Bio/Digital human

lifestyle/wearable/ control

The Digital Human as a Customizable System

Humanity has a never-ending fascination with creating God-like beings-first through myth, then religion, later science, and now technology. In the digital age, this impulse has shifted inward: instead of creating new gods, we are redesigning ourselves. The „digital human” is not a distant sci-fi figure but a lived reality, shaped through wearable technologies, biometric tracking, and emerging digital implants.

New wearable tech and digital implants gave us new options, which created new type of personal information with fast online access and a new option for „customization”.

New wearable technologies-smartwatches, health sensors, AR glasses, neural interfaces-extend the human body into a continuous data-producing system.

Digital implants and embedded sensors go even further, dissolving the boundary between body and machine. These technologies generate an entirely new category of personal information: intimate, real-time, and deeply biological. Heart rate, sleep cycles, emotional states, attention levels, location, habits, and even neural signals become readable, storable, and instantly accessible online.

This constant data flow introduces a new form of lifestyle control. Life becomes something that can be optimized, monitored, corrected, and customized. The body is no longer just lived in-it is managed.

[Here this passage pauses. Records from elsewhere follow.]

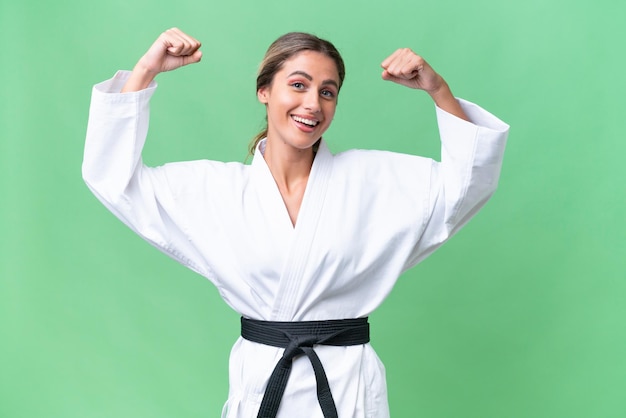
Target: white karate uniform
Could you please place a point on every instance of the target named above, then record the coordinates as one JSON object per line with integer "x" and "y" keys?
{"x": 366, "y": 217}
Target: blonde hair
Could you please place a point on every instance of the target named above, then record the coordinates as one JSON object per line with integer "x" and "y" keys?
{"x": 285, "y": 48}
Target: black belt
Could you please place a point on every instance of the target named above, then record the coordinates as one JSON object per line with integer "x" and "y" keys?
{"x": 298, "y": 338}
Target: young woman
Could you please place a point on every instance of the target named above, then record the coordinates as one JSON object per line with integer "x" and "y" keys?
{"x": 302, "y": 243}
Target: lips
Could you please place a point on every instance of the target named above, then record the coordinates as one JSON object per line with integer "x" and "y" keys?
{"x": 306, "y": 121}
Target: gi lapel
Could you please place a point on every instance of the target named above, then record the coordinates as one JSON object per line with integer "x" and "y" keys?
{"x": 287, "y": 297}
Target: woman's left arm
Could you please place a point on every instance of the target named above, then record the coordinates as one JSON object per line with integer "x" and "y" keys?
{"x": 407, "y": 68}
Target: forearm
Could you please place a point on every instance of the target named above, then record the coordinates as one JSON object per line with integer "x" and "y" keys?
{"x": 445, "y": 100}
{"x": 139, "y": 79}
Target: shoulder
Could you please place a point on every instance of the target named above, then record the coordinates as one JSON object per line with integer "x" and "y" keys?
{"x": 202, "y": 174}
{"x": 379, "y": 162}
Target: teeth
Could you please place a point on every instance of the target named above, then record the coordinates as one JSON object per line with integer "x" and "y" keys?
{"x": 309, "y": 122}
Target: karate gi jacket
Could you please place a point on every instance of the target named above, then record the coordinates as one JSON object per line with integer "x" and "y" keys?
{"x": 366, "y": 217}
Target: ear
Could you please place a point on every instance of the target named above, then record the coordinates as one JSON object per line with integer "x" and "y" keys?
{"x": 263, "y": 94}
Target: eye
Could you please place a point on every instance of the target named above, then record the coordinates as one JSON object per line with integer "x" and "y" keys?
{"x": 328, "y": 94}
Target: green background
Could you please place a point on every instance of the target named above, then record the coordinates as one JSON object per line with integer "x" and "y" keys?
{"x": 521, "y": 315}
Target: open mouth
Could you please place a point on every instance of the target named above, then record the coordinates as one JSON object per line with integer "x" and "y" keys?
{"x": 308, "y": 122}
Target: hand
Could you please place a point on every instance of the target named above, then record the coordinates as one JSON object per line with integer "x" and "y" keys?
{"x": 172, "y": 49}
{"x": 407, "y": 68}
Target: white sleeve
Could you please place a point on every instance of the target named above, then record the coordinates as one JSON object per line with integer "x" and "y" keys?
{"x": 114, "y": 172}
{"x": 466, "y": 177}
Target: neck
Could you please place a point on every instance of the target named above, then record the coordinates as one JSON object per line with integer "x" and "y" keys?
{"x": 289, "y": 166}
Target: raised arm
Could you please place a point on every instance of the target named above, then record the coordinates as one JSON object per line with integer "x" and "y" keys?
{"x": 407, "y": 68}
{"x": 172, "y": 49}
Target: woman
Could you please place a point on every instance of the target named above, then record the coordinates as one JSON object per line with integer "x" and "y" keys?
{"x": 302, "y": 243}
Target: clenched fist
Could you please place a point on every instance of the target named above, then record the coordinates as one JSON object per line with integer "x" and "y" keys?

Health, productivity, mood, and identity itself are framed as adjustable parameters, similar to software settings. The digital human becomes a platform rather than a fixed being.

Customization, once limited to appearance or consumer choice, now reaches into cognition, behavior, and biology. Algorithms suggest how we should sleep, move, eat, focus, or feel. Over time, external guidance risks becoming internal dependency: decisions once driven by intuition are delegated to systems that promise efficiency and self-improvement. Control subtly shifts-from the individual to the interface.

At the same time, this creates unprecedented opportunities. Wearables and implants can enhance accessibility, extend lifespan, prevent disease, and allow individuals to redesign their bodies beyond natural limitations. The dream of mastery–over pain, weakness, and uncertainty-feels closer than ever. In this sense, the digital human mirrors ancient God-making impulses: the desire for perfection, omniscience (total self-knowledge), and omnipresence (constant connectivity).

Yet this evolution raises critical questions. Who owns the data of the digital body?

Where does autonomy end when algorithms know us better than we know ourselves? When lifestyle becomes programmable, does freedom increase-or does it quietly erode?

The digital human stands at the intersection of empowerment and control. Wearable and implantable technologies do not simply augment life; they redefine what it means to be human in a world where the body, identity, and selfhood are continuously updated, monitored, and optimized.